Por Saul Leblon no site Carta Maior

A mídia demotucana destacou batalhões para escarafunchar possíveis vínculos entre a construtora Delta (mostrada como uma espécie de caixa de compensação do esquema Cachoeira), obras do PAC e eventuais doações a políticos e campanhas do PT. A investigação é legítima. Mas a ênfase exclusiva denuncia a intenção do dispositivo midiático conservador. Trata-se de acuar o governo Dilma com uma barragem de denúncias, suspeição e incerteza e, ao mesmo tempo, produzir um efeito atordoante na opinião pública.
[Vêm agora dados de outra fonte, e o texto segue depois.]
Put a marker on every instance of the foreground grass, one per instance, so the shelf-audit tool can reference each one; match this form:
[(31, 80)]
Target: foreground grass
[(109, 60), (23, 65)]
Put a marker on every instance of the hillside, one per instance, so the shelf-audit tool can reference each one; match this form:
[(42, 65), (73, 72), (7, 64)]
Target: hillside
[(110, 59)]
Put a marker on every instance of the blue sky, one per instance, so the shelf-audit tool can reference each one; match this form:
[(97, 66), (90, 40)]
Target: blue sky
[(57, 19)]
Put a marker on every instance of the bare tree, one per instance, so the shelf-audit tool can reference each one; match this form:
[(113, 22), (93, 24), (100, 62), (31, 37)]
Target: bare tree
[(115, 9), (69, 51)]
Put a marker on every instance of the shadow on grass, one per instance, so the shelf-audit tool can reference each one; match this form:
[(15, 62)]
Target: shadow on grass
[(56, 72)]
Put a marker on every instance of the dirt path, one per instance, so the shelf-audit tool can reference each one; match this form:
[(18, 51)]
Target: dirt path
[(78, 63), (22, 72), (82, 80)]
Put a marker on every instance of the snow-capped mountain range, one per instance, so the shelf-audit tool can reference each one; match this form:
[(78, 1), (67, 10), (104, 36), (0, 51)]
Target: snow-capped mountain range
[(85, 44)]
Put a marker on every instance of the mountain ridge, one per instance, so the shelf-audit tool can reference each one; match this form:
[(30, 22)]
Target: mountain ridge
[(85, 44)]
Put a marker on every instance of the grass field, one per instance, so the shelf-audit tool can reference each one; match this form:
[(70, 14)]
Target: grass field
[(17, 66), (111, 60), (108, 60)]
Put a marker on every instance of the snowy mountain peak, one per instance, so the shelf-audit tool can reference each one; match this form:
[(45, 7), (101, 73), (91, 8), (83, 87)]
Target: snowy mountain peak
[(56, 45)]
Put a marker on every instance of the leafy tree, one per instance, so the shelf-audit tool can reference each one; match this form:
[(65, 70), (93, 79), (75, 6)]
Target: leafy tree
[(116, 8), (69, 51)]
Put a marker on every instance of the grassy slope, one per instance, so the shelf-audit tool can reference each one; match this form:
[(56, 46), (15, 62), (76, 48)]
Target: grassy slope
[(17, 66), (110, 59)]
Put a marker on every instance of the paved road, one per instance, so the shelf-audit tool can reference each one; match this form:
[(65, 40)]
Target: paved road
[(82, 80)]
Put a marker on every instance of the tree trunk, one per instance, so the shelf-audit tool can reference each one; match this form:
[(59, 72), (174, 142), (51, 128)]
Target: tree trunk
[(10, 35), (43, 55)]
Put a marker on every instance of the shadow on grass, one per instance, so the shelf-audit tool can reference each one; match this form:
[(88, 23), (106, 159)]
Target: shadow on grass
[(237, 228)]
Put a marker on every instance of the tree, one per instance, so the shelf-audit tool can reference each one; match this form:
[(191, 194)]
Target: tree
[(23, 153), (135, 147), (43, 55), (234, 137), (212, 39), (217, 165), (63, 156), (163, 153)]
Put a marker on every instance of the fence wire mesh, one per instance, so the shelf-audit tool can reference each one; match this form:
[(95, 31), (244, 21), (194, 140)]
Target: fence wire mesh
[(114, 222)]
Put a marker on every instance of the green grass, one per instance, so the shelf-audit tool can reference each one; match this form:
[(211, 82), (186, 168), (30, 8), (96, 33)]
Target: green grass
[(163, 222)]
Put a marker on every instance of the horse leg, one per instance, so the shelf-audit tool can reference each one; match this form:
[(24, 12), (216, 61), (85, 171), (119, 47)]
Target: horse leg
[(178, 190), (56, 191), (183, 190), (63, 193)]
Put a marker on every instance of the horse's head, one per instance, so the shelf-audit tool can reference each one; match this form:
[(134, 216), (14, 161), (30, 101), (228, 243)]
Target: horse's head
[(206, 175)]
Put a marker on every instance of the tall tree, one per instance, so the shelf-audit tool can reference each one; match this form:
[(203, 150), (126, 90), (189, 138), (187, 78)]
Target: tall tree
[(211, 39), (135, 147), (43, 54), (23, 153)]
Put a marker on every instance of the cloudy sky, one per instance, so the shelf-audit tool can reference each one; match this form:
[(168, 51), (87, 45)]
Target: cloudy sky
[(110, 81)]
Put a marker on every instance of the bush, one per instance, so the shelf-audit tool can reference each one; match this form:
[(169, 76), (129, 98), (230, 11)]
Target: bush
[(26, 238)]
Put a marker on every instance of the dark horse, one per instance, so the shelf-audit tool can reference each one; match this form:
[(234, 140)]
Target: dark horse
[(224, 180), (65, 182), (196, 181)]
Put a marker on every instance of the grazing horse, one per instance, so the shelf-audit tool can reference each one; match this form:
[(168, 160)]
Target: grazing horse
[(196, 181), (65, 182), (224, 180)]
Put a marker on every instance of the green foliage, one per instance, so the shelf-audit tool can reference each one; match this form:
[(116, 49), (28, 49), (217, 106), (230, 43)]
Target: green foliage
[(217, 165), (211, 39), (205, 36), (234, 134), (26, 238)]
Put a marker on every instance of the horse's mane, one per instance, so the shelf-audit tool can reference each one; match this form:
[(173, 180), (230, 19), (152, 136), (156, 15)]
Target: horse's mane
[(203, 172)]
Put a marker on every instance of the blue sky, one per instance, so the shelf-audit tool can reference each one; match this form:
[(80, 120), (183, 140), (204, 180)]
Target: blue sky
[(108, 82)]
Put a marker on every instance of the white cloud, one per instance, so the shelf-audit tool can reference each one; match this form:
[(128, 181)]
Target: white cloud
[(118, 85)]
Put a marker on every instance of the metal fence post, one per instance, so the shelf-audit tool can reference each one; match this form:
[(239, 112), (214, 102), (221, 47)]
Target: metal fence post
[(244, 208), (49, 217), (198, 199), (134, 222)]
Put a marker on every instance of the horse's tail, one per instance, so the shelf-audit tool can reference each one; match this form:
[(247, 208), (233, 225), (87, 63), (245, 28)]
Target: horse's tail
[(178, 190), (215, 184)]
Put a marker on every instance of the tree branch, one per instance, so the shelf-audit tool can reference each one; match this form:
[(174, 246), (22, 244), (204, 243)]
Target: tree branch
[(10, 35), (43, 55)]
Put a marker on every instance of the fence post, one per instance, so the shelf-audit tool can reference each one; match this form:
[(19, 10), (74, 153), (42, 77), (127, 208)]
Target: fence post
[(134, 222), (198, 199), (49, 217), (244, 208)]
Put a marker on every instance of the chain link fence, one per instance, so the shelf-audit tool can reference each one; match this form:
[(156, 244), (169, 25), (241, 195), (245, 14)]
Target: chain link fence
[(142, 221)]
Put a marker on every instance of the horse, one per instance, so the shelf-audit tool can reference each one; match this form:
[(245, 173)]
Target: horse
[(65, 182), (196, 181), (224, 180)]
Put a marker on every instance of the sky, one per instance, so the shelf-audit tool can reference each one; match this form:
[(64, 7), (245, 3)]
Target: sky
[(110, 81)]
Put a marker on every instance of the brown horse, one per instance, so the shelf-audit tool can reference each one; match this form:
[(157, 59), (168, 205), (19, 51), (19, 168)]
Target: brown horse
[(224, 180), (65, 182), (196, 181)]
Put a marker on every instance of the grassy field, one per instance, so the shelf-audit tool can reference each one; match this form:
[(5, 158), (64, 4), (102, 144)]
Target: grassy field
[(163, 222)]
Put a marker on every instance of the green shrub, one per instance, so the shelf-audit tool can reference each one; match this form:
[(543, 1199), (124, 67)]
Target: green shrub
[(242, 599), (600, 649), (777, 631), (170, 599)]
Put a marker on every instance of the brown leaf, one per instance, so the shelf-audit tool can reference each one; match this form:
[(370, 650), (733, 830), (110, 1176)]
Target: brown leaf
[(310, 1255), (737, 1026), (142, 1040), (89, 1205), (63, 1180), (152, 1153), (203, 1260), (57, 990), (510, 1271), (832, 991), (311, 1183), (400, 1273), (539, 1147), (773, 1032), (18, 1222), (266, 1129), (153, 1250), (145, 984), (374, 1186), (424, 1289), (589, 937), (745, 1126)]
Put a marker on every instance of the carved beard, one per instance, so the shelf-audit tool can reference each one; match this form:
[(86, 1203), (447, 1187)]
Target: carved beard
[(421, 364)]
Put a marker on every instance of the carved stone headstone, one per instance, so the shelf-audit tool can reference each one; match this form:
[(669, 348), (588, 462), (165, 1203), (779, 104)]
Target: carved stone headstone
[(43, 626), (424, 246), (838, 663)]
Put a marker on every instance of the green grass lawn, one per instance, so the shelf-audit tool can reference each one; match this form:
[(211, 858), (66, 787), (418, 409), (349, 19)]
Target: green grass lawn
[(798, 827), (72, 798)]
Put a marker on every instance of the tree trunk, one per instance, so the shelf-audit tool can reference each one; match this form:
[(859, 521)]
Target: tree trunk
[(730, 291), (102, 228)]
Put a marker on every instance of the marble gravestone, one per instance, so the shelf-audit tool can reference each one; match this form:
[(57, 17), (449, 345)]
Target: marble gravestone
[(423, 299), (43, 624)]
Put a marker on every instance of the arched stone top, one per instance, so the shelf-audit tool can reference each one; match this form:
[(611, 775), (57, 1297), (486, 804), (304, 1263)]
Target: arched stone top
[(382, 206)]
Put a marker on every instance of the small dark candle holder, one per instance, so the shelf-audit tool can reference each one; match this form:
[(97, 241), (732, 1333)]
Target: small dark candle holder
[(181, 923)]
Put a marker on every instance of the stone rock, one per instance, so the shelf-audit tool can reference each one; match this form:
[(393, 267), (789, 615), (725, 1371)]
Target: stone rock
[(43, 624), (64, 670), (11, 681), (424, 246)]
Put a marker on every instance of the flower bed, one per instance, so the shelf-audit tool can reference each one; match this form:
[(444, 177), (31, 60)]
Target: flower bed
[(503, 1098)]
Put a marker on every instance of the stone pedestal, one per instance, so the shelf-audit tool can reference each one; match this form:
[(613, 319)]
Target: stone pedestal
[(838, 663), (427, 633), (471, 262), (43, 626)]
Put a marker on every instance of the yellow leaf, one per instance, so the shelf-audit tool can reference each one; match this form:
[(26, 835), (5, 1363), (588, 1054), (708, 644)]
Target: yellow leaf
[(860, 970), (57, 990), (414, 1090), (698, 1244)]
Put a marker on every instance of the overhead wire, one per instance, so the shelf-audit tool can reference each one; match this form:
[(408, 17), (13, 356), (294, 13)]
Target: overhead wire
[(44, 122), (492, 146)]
O bombardeio diário, articulado e complementar tece a narrativa de um folhetim. Manejado por autores experientes na arte de ocultar e confundir o público, desta vez persegue um objetivo hercúleo: ofuscar o consórcio de carne e osso que liga o esquema Cachoeira à oposição mas, sobretudo, eclipsar a preciosa singularidade deste caso –o papel explícito do braço midiático como lubrificante na engrenagem criminosa; mediador sem o qual a ação dos interesses que fazem faz gato e sapato da democracia brasileira não vingaria.

A contundência da autodefesa estampada nos jornais empresta veracidade a rumores. Além da revista Veja e da editora Abril, entaladas até o pescoço nas águas da cachoeira, conforme evidências vazadas das escutas policiais, circulam nas redações outros nomes de prestígio do jornalismo que estariam engolfados até o nariz na lama revolvida pela PF. Interessaria a esses supostos personagens –e ao círculo endogâmico que tombaria ao seu redor– a operação de guerra em curso para cauterizar todos os elos e ramificações fatais do caso. Assim está sendo feito.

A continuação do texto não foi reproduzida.